Sunday, October 21, 2007

The Rocky Horror Picture Show

The Rocky Horror Picture Show; musical comedy, USA, 1975; D: Jim Sharman, S: Barry Bostwick, Susan Sarandon, Tim Curry, Richard O'Brien, Patricia Quinn, Charles Gray, Meat Loaf

After they attend a wedding of their friends, young Brad Majors and Janet Weiss can't resist but not to get engaged themselves. Driving to visit Dr. Scott one rainy night, their car gets a flat tire so they are forced to walk to a nearby castle to ask for a phone call to contact help. They are quickly surprised by bizarre inhabitants in the catsle holding a party and meet transvestite Dr. Frank N. Furter who unveils them the secret of life and creates a blond man, Rocky, out of his laboratory. Eddie, ex-delivery boy, storms in with his motorcycle and gets killed by Frank. He then goes on to seduce both Janet and Brad. In the end, Riff Raff and Magneta kill Frank with a laser and release Janet, Brad and Dr. Scott, while the castle flies off into space.

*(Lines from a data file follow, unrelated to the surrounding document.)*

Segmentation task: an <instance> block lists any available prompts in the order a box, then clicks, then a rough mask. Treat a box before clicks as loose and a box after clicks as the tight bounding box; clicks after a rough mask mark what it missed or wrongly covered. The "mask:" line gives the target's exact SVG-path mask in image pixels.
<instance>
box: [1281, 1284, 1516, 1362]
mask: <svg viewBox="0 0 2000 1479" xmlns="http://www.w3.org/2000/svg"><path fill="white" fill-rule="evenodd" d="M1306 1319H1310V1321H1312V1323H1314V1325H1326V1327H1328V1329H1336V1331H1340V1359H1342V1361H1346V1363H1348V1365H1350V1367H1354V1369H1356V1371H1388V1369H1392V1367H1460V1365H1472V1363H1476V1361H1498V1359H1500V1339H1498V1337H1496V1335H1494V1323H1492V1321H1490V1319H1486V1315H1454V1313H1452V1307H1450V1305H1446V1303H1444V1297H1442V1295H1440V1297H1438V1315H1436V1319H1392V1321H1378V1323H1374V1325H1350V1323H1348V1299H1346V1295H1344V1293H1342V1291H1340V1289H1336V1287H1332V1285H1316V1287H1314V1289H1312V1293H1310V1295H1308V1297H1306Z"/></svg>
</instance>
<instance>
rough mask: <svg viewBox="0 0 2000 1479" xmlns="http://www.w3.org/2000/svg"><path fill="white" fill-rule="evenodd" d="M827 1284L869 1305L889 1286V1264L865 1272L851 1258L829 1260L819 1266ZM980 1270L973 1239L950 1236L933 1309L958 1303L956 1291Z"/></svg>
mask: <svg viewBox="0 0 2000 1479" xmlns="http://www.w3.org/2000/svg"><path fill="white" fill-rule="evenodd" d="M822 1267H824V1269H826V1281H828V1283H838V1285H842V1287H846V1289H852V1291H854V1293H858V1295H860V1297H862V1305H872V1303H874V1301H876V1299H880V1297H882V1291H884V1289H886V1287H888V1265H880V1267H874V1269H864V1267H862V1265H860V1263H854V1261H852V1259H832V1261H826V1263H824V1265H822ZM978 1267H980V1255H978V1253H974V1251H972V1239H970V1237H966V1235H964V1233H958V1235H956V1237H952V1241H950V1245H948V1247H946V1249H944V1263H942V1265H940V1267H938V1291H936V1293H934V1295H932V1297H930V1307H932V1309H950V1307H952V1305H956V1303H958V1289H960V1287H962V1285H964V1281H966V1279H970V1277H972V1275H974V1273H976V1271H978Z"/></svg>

To almost every musical, the most essential thing is the choice of songs and their quality in order for it to work, and "The Rocky Horror Picture Show" simply has a great supply of catchy songs, whether it is the opening "Science Fiction/Double Feature", the wonderfully hilarious "Dammit Janet", energetic "Touch-a, Touch-a, Touch-a Touch Me" or the evergreen "The Time Warp", all in order amazing displays of music that, as always, can't be described with words but just with loud volume that has to go directly into the viewer's ears. Already in the exposition, in which just a set of red lips in the black background are singing about various horror B-films up to the sequence where the nerdy Brad is walking with Janet through the graveyard, stopping in front of a giant heart sign and proposes her, does the "Picture Show" establish its incredibly wild, quirky, free and amusing tone, proving that it still deserves its cult reputation as today as in 1975, dwelling into bizarre costume and set-design to create an ecstatic mood filled with black humor, while Tim Curry is great as the main "bad guy" Frank N. Furter, a "transvestite from Transylvania". It seems not even dramatic actress Susan Sarandon seems to hesitate to show her comic side, and despite numerous flaws - the story is chopped up and doesn't have any sense, the characters are thin, the structure relays too much on musical energy - the film still works because it doesn't intend to be nothing but a very fun ride through some experimental territory whose genealogy and symbolism don't even need to be tracked down.